Rewatched Jurassic Park (it’s roughly its 30th anniversary) … that shit holds up well, better than I expected and I’m a fan. I don’t think I’d watched it all the way through for quite a long time, but I saw it in the cinema as a kid, it thrilled me then and was awesome again now.
Sometimes you forget how “woke” some older mainstream media is/was. Like there’s vegetarianism, anti-capitalism, feminism “humanity is the real monster” and environmentalism in that film. And cool dinosaurs too.
Yeah, I watched that a while ago, and damn the CGI contractors must have been abused and underpaid or something. Some of the worst CGI I’ve seen in years. Stuff from 15-20 years ago was more convincing. I don’t blame the artists at all, I doubt they would choose to release something like that if they had any real power over their work.
I actually laughed out loud at the Babies in Danger^tm scene. I'm not sure it was supposed to be THAT funny, but the CGI was so awful you couldn't NOT laugh at it.
I think they blew the budget on making the two Ezra's look decent.
But then Blue Beetle comes in with 1/2 the budget and blows the roof off the joint.
There were parts of it that were well done. Having the two Barry's, one older, one younger, was absolutely believable. Later adding Dark Flash also worked. Michael Keaton Batman was fantastic.

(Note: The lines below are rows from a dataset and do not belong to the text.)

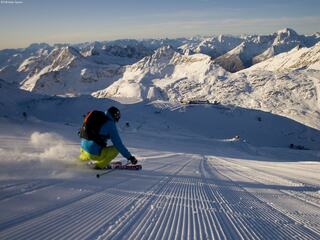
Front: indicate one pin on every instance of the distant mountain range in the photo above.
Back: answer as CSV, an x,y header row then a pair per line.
x,y
278,73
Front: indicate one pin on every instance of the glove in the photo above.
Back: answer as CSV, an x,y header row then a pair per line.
x,y
133,160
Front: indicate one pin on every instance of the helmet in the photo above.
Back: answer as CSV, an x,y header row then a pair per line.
x,y
115,113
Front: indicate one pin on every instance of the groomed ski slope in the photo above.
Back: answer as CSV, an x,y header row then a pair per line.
x,y
177,195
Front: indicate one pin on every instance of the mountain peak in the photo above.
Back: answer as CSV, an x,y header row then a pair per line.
x,y
289,32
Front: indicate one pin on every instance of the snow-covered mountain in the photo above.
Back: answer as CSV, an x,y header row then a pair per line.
x,y
166,74
63,71
285,84
257,48
169,75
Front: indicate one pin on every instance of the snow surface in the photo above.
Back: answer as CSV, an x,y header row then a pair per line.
x,y
198,181
225,155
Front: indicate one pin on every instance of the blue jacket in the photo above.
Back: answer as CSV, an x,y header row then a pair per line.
x,y
107,131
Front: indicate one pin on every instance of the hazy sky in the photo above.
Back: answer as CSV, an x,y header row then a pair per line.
x,y
58,21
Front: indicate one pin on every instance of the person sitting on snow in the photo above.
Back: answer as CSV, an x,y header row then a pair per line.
x,y
93,142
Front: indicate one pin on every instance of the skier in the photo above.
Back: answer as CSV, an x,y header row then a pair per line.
x,y
97,150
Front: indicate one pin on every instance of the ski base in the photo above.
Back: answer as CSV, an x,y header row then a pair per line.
x,y
119,165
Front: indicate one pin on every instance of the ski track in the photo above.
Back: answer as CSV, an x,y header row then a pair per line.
x,y
175,196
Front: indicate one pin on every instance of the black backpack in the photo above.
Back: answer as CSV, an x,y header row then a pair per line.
x,y
91,125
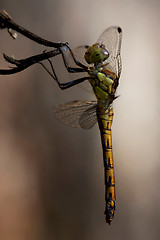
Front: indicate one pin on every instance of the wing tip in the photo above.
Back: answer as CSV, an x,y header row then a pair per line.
x,y
119,29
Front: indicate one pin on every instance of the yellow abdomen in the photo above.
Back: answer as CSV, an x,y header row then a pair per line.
x,y
105,122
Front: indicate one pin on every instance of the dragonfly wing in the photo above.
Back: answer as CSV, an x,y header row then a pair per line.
x,y
112,38
78,114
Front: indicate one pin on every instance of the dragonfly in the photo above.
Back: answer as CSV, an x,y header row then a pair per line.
x,y
102,70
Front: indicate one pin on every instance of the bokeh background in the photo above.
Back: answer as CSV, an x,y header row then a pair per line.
x,y
51,176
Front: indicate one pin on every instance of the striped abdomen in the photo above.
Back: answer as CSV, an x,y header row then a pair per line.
x,y
105,123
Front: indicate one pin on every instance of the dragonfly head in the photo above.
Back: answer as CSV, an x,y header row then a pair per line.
x,y
97,53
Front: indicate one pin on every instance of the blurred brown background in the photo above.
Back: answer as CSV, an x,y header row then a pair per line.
x,y
51,176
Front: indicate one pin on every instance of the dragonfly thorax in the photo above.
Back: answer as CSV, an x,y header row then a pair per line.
x,y
95,54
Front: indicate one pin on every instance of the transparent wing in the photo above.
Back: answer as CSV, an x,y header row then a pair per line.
x,y
79,114
112,38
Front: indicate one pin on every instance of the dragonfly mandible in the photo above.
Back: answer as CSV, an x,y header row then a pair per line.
x,y
103,73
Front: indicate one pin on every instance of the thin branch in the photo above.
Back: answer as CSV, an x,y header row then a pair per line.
x,y
8,23
27,62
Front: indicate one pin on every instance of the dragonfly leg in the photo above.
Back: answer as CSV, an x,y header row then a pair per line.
x,y
63,86
82,68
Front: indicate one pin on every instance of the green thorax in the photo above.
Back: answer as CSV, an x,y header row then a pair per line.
x,y
104,82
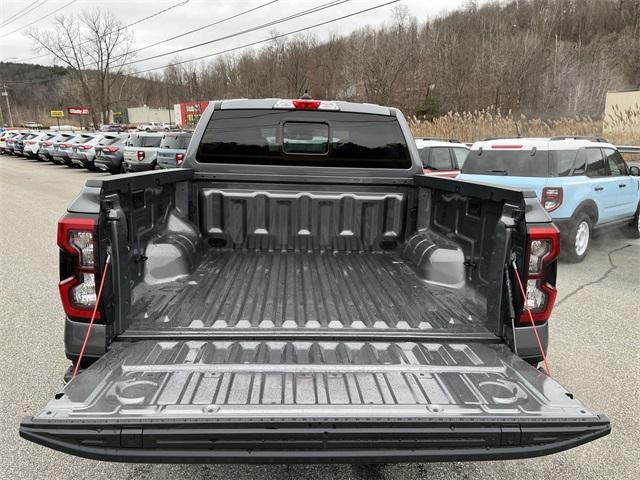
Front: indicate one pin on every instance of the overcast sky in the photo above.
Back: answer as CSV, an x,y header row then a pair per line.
x,y
16,46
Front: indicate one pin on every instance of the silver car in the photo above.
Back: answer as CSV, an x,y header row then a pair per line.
x,y
141,151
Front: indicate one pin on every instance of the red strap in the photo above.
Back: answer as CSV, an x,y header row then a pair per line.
x,y
533,324
93,316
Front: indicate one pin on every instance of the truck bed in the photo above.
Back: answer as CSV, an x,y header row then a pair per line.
x,y
336,292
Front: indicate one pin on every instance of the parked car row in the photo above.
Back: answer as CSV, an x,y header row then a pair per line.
x,y
584,184
112,152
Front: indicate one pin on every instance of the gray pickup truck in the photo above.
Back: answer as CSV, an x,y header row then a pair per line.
x,y
300,292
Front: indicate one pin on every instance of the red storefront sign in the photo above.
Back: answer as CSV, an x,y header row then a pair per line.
x,y
77,110
190,112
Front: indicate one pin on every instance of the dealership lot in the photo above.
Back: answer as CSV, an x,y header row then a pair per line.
x,y
593,351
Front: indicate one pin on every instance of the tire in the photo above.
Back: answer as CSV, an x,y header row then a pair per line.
x,y
578,239
634,227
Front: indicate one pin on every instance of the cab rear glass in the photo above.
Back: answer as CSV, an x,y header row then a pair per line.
x,y
304,138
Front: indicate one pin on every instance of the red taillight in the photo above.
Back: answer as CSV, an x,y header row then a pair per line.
x,y
306,104
77,240
542,251
551,198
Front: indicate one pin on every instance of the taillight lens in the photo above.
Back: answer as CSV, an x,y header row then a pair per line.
x,y
77,240
551,198
543,249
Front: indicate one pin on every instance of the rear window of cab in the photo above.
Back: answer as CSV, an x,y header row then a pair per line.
x,y
304,138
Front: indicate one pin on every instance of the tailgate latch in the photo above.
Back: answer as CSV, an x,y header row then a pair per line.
x,y
510,435
131,437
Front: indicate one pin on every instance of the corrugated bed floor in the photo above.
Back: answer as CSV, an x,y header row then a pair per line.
x,y
294,290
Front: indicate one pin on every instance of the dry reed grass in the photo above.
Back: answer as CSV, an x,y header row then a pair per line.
x,y
621,128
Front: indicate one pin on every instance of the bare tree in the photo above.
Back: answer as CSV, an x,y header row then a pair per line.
x,y
96,47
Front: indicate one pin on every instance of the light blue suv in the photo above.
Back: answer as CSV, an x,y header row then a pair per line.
x,y
583,183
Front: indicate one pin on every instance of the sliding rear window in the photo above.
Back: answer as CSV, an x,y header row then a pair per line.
x,y
304,138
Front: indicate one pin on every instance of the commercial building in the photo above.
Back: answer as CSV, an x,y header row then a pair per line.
x,y
187,114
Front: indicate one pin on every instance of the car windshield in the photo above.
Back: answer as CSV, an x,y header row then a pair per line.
x,y
175,141
304,138
515,163
143,141
107,140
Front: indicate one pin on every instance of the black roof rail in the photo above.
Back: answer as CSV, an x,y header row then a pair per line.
x,y
580,137
439,139
488,139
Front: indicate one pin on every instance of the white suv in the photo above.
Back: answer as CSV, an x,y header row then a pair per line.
x,y
441,156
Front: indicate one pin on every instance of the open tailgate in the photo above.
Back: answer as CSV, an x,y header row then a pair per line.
x,y
311,401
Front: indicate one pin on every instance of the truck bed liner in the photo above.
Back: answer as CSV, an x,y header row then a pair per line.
x,y
243,289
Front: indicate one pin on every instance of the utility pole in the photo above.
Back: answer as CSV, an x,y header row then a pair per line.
x,y
6,95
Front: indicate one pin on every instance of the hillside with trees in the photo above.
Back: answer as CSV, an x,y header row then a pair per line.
x,y
538,58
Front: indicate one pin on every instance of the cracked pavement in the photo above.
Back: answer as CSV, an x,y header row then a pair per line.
x,y
594,352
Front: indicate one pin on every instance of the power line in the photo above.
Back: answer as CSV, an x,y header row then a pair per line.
x,y
258,42
292,32
14,17
119,29
205,26
38,19
242,32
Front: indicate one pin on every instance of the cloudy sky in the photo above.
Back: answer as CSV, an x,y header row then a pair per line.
x,y
191,14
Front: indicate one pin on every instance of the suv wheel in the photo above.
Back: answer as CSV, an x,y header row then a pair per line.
x,y
634,227
578,240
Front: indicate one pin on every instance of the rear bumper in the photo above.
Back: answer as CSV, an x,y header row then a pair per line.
x,y
309,442
135,166
107,163
563,224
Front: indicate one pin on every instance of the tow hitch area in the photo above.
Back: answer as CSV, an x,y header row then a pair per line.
x,y
309,401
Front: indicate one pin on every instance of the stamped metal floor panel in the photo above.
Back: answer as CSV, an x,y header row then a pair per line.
x,y
306,291
217,401
225,380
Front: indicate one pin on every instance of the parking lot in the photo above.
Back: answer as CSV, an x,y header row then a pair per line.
x,y
593,352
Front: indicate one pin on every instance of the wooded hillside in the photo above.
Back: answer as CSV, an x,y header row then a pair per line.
x,y
543,58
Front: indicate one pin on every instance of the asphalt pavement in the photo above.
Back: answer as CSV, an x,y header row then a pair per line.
x,y
594,349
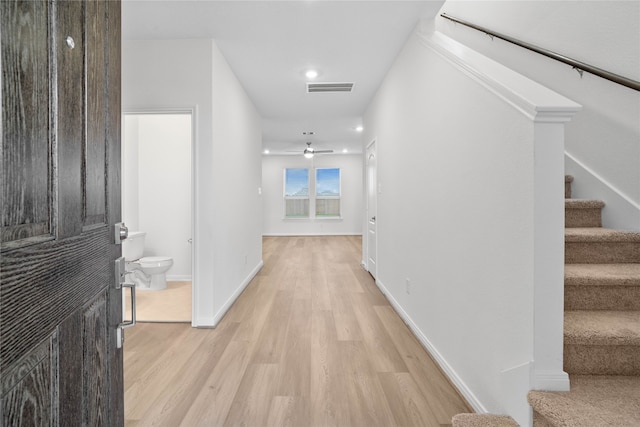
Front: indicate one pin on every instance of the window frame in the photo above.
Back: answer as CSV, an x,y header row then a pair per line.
x,y
286,197
317,197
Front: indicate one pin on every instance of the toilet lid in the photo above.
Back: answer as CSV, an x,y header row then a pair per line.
x,y
155,261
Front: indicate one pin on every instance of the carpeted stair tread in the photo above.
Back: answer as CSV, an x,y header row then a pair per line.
x,y
583,213
602,287
600,328
482,420
594,401
599,234
602,274
583,204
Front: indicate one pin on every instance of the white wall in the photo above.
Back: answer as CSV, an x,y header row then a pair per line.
x,y
459,215
603,141
169,74
351,200
156,181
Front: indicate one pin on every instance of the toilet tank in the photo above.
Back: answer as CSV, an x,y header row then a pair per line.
x,y
133,245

As you say, Supergirl was excellent.
But the only way to enjoy it is to look past the really awful VFX shots. I give them total props for putting in George Reeves, Adam West, Christopher Reeve, Helen Slater, and freakin' Nicholas Cage fighting a giant spider... but man... the shots were plastic. Some kid could have done a better job with action figures.
Even if you want to argue that the Time Bubble/Cross Universe stuff is supposed to look distorted, that still doesn't excuse the Babies in Danger^TM sequence.
I just dived into some Linklater too! I watched Before Sunrise and Me and Orson Welles. I love Linklater's portrayals of youthful optimism. They make me excited for the future.
I watched Amsterdam, a 2022 comedy/mystery set in the 1930s, starring Margot Robbie and Christian Bale and a big cast of others including Mike Myers, Rami Malek, Robert De Niro and Chris Rock.
It is loosely based on The Business Plot, an actual political conspiracy in the US in the 1930s. I'd never heard of this before.
It was an interesting and 'different than the usual' type of movie. A lot of the focus was on the witty dialogue between characters. Pretty nice movie visually too. Overall I enjoyed it and would give it about 7/10.
Babylon is infinitely better and better executed though they might seem similar. I was put off by the trailer for Babylon just seeming like a big ensemble cast and 1920s extravagance movie but I loved it and showed how shallow Amsterdam was IMO.
Watched "All the Beauty and the Bloodshed (2022)". An artist’s tough life growing up in rural American in the 50s, and her raise to fame living in New York. Her life story is told as back drop to her fight to have the Sacklers' (family behind the marketing of Oxycodone as a "safe" drug and resulting opioid epidemic) name removed from Art galleries around the world.
Once Upon a Time in Hollywood. It certainly stayed true to its roots, maybe too much so (it took a long time to get where it was going, just like most late 60s movies). I would've said the movie was meandering and meh but the last 10 minutes were my favorite 10 minutes in any movie this year.
I just finished Destination Wedding and I should've hated it. I thought it was going to be a sunny, goofy romcom but instead it was like the poor man's Woody Allen. Keanu Reeves and Winona Ryder were playing way far against type, seemingly miscast. But I enjoyed seeing them in such different roles playing relentlessly miserable weirdos. Their sex scene was the best at being the worst.
It’s a satire about a young artist coming to terms with major societal changes after a semi-benevolent alien invasion. And do yourself a favor: don’t watch the trailers. Drop into this one cold.
I finally watched Freeway 2: Confessions of Trickbaby. I loved it even though its pretty offensive for also being super progressive for its time. Totally not what I ever expected either.
It's a big deal to finally watch it because it was one of those VHS covers I would see at the rental store growing up and I was dying to see it but there was no way my mom was going to let me watch a movie that was rated R. So it was always a mystery what the movie was for a long time and I really only knew that it had Natasha Lyonne in it who at the time, I had a crush on.